07. A sofística ocupou papel de destaque na democracia grega. Lembremos que a característica da democracia participativa é exatamente a possibilidade de todos discutirem, expor seus argumentos, pensando no que seria melhor para a cidade. Dessa forma, a única instância legítima na qual as decisões pudessem ser tomadas era a praça pública ou Ágora. Se não fosse a discussão livre, proporcionando a efetivação da igualdade dos cidadãos, a cidade poderia retroceder a um regime tirânico, em que somente um tem razão e os demais devem obedecê-lo cegamente.

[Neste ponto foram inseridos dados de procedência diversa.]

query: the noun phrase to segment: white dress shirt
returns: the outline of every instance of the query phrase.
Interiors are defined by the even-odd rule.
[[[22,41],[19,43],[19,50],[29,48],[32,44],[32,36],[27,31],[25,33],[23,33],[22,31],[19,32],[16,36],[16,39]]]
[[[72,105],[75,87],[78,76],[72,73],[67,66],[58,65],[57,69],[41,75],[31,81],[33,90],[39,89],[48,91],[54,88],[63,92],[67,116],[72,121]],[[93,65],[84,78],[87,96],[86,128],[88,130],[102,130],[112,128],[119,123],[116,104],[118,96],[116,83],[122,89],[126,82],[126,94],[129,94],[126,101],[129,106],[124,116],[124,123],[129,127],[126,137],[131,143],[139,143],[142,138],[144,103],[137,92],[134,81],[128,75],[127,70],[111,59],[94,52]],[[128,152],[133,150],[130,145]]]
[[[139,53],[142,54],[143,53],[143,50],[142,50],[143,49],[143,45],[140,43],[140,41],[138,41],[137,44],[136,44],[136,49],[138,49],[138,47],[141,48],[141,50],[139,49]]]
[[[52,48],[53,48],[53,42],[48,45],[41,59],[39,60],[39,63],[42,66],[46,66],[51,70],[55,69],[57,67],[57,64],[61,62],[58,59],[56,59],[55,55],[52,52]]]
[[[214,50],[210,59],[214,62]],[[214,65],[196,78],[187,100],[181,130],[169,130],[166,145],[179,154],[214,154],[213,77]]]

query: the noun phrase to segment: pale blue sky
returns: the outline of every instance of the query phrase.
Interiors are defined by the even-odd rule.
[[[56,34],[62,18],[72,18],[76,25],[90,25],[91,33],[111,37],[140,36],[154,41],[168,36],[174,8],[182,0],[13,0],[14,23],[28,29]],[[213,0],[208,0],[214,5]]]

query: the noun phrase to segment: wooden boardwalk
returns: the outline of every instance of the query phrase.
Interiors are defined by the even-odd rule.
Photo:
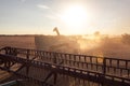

08. Sócrates acreditava ter recebido dos deuses uma missão, a de levar os homens da ignorância ao conhecimento verdadeiro. Para isso, utilizava da ironia e da maiêutica em seus diálogos, com a intenção de fazer o parto da ideias, mostrando para os homens que o conhecimento que eles possuíam não passava de uma opinião sobre o assunto tratado. Devido à sua atividade na cidade, Sócrates incomodou profundamente muitos poderosos, que se sentiam ameaçados por sua atividade e o acusaram por crimes falsos. Diante do tribunal, Sócrates afirma que ele era um dom para a cidade, ou seja, que ele era necessário exatamente por levar os homens da ignorância ao conhecimento. Desse forma, sua morte seria um prejuízo para a própria Atenas, uma vez que dificilmente surgiria outro ‘Sócrates’ capaz de levar os homens ao conhecimento verdadeiro e livrá-los da ignorância.